Masada oturan adamın alnında bir damar belirmişti.
"O zaman üzgün olduğunu belli edecek şekilde hareket et!"
Ancak mavi elbiseli adam daha fazla gülümsemekle yetindi.
"Bazı ilgi çekici haberlerim var"
Lord Kineon sadece iç çekmekle yetindi ve pes eder gibi elindeki kağıtları masaya vurarak düzlettikten sonra bıraktı.
"Konuş"
"Bildiğin üzere, iki yıl önce Teotihucan Federasyonu ile ülkemiz Dört Kilise İmparatorluğu arasındaki barış anlaşması bozuldu. Bazı toprak çatışmalarının başlaması üzerine, Dört Kilise İmparatorluğu savaşçı birlikleri, ülkedeki çeşitli mezheplerden yetenekli öğrencileri toplayıp savaş bölgelerinde yetiştirmeye göndermeye başladı."
"Özeti geç.

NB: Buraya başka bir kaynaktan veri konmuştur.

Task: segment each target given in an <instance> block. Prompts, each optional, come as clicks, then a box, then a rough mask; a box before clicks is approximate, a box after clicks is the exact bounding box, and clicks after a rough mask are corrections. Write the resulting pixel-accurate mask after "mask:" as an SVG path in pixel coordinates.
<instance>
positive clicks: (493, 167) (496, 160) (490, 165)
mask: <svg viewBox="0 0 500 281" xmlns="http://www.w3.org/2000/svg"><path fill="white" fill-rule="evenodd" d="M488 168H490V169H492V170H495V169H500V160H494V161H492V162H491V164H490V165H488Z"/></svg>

Sadede gel"
" Öğrenci açığı yüzünden Poehren mezhebi, her 3 ayda bir öğrenci alımı için bir giriş sınavı hazırlar. Sınavda eğitmenler, öğrencilerin ruhsal güçlerinin yoğunluğunu ve geliştirdikleri anlayışlarının saldırı gücünü test ediyordu.
"Devam et"
"Canım sıkılmıştı ve sataşacak bir yer arıyordum. Belki bir-iki eğitmen kışkırtıp eğlenceli bir dövüş yaşayabilirim diye düşündüm ve Poehren Mezhebi' nin test alanına gittim. Tamamen tesadüftü."
"Sadede gel!"
"Tam da o noktaya geliyordum. Eğitmenlerden birini herkesin ortasında rencide ettim ve fena halde kızdırdım. Haha yüz ifadesi çok komikti. Garip bir şekilde tavuğa benziyordu. Hahaha."
"....."
"Öhm. Her neyse. Ona bana bir kez vurma şansı tanıdım. Başarılı olursa yere kapanarak özür dileyeceğimi söyledim. Onurunu kaybetmemek ve intikam almak için kabul etti. Ruhsal gücünü rüzgara dönüştüren ezik bir anlayış kullandı ve bana saldırmaya çalıştı. Ben de kolayca kaçındım ve ani bir hareketle pantolonunu indirdim hahahahaha.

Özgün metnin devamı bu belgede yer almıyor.